5. We should add ability to use the higher partition sizes (just like XRAID can), so that maximum volume space is utilized (just like in XRAID) when varying drive sizes are used. Currently FlexRAID will use the smallest drive as the basis for raid creation if there are varying drive sizes.
- kossbossGuide
Stephen B, adding those features to Flex-RAID will not make Flex-RAID be another X-RAID. X-RAID will still have the automatic expansion feature and automatically select RAID1,5,6 depending on number of drives. Im just submittinga feature request to add more expansion options to Flex-RAID. Im not submitting the auto reshaping of XRAID from raid1 to 5 to 6 to be a feature of Flex-RAID (that will remain unique to X-RAID). So Flex-RAID will not be limited to RAID1,5,6. FlexRAID will always have the option of RAID0,1,5,6,10,50,60. XRAID only allows 1,5,6. Where as with Flex-RAID, you could select your own raid (and it will remain at that raid level) and then you would be able to expand it using the available expansion options when you add a drive[s]. X-RAID doesnt allow for RAID10,50,60, Flex-RAID does & will (if my feature requests go thru) allow for that.
So currently:
-XRAID: jbod/raid 0,1,5,6; allows varying drive sizes (Expand vertically); expands horizontally (expand raid volume by adding drive to raid). automatically selects raid level based on number of drives.
-FLEXRAID: jbod/raid0,1,5,6,10,50,60; allows changing from raid5 to raid6; if you use varying drive sizes (some space will not be used); expand btrfs volume; allows encryption;manual select of raid level; ability to be creative with how you make your raid
My feature requests would do this: (bolded the extra feature)
-XRAID: jbod/raid 0,1,5,6; allows varying drive sizes (Expand vertically); expands horizontally (expand raid volume by adding drive to raid). automatically selects raid level based on number of drives.
-FLEXRAID: jbod/raid 0,1,5,6,10,50,60; allows changing from raid5 to raid6;use up all space of varying drive sizes; expand btrfs volume (this allows for raid50,60); expand raid volume by adding drive to raid (horizonal expansion); allows encryption; manual select of raid level; ability to be creative with how you make your raid
Having an encryption key on a USB is very useful for the following use case: leaving your data ; you can plug in your USB key & power on your NAS.

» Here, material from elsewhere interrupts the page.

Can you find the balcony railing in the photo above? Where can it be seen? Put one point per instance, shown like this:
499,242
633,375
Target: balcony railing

- StephenBGuru - Experienced UserYou should probably post your flexraid extensions in the ideas for storage area.
kossboss wrote:
Having an encryption key on a USB is very useful for the following use case: leaving your data ; you can plug in your USB key & power on your NAS.
If someone steals the NAS with the USB, then they can do an OS reinstall, and copy all my data over the network. So if I leave the key in or near the NAS, then the encryption has no security value. If I hide the key elsewhere, then I need to go physically to the NAS and insert the key before I boot it. If I lose track of that key, then I am in big trouble.
So I personally find the NAS disk encryption to be both inconvenient for me and also to have little security value. If disk encryption disabled the password reset done by the OS reinstall and was stored securely in the flash (similarly to TPM), then it would have value. Though even there, it requires the user to avoid using scheduled USB backup jobs (and to ensure that the backup button on the NAS doesn't copy data to a locally connected USB).
- mdgm-ntgrNETGEAR Employee Retired
I have already mentioned why multi-layer encrypted volumes are not possible. A separate key would be required for each RAID layer which would have a bigger impact on performance and not be practical. It would also put your data at greater risk.
You can either have multi-layer volumes or use encryption, not both.
You can connect the USB key after the NAS is booted and after a period of time the volume should mount.
You should of course make a backup of the encryption key somewhere in case anything happens to the USB key it is primarily stored on.